Otra vez se me hace tarde. Veo el reloj. Hay que emprender el regreso. Gano la esquina del Colegio Cervantes, prosigo por la segunda avenida norte, y paso frente a la tienda “Sonia” del señor Farfán, compro unos bombones de la Confitería Americana y un chocolate Popeye, doblo la esquina y a casa.
Todavía sigo pensando en los enloquecidos movimientos del salón de baile. Abro la alta puerta de madera, y me recibe la Pringa, saltando, ensalivándome con su larga y rosada lengua, las manos y la cara.

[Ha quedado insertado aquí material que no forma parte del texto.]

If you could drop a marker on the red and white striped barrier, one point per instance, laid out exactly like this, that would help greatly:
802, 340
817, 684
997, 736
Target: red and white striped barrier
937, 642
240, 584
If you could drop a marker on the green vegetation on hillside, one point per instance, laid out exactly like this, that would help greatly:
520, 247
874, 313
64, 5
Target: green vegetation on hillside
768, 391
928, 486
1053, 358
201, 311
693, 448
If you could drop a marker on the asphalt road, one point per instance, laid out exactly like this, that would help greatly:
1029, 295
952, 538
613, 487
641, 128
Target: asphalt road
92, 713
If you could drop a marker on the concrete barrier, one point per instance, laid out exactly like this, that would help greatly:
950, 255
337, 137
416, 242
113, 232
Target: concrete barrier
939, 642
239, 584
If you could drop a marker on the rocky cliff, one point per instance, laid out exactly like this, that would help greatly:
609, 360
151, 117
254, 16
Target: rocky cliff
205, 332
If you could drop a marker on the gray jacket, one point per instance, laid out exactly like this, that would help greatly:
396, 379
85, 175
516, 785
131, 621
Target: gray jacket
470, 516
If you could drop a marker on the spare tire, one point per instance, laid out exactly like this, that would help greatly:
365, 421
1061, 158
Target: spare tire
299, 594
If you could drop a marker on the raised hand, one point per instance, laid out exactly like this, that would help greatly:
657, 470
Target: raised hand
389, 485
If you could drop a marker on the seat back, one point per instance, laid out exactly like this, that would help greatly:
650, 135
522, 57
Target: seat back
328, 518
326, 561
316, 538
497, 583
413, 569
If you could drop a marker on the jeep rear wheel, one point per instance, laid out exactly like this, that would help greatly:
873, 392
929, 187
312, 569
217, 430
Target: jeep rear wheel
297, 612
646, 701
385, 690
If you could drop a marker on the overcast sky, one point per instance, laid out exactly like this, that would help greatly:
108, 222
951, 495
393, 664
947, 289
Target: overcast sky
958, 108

Papá me llama desde su estudio, se voltea de su silla giratoria frente al amplio escritorio, y me pregunta la razón por la cual he tardado tanto; qué dónde putas está el diario y que cuidado lo haya doblado, se lo extiendo. Sin mirarme, lo toma y comienza a leer, me dice que me vaya. Cierro, despaciosamente, la puerta.
Alguien empuja las persianas del fondo que dan al segundo patio, y es mi abuela. Con ojos llorosos dice que nadie le ha servido el café ni su repostería, que a nadie le importa… Y era entonces, la voz de mi madre, desde la cocina, recordándole que ya se lo había despachado, que se acordara, y reía mi abuela con una risa infantil, asintiendo desde el pozo de su proverbial desmemoria, que sí que es verdad, que estaba muy buena, no empalagosa, que seguro es de la Panadería de las hermanas Narváez, allá por el Zanjón Zurita. Sí, decía mi madre, así es mamá. Pero las ancianas Narváez habían muerto hace mil años, y ni el polvo existía ya de la famosa panadería de la infancia y juventud de la abuela. Todavía celebrando el olvido regresaba a su habitación para seguir hablando con un enorme cuadro del Sagrado Corazón de Jesús, su incondicional confidente.
Yo la sigo a ese mundo, su mundo, uno de los mundos más reales que he conocido. Respecto a la música ya iría a escucharla, seguro, el otro sábado.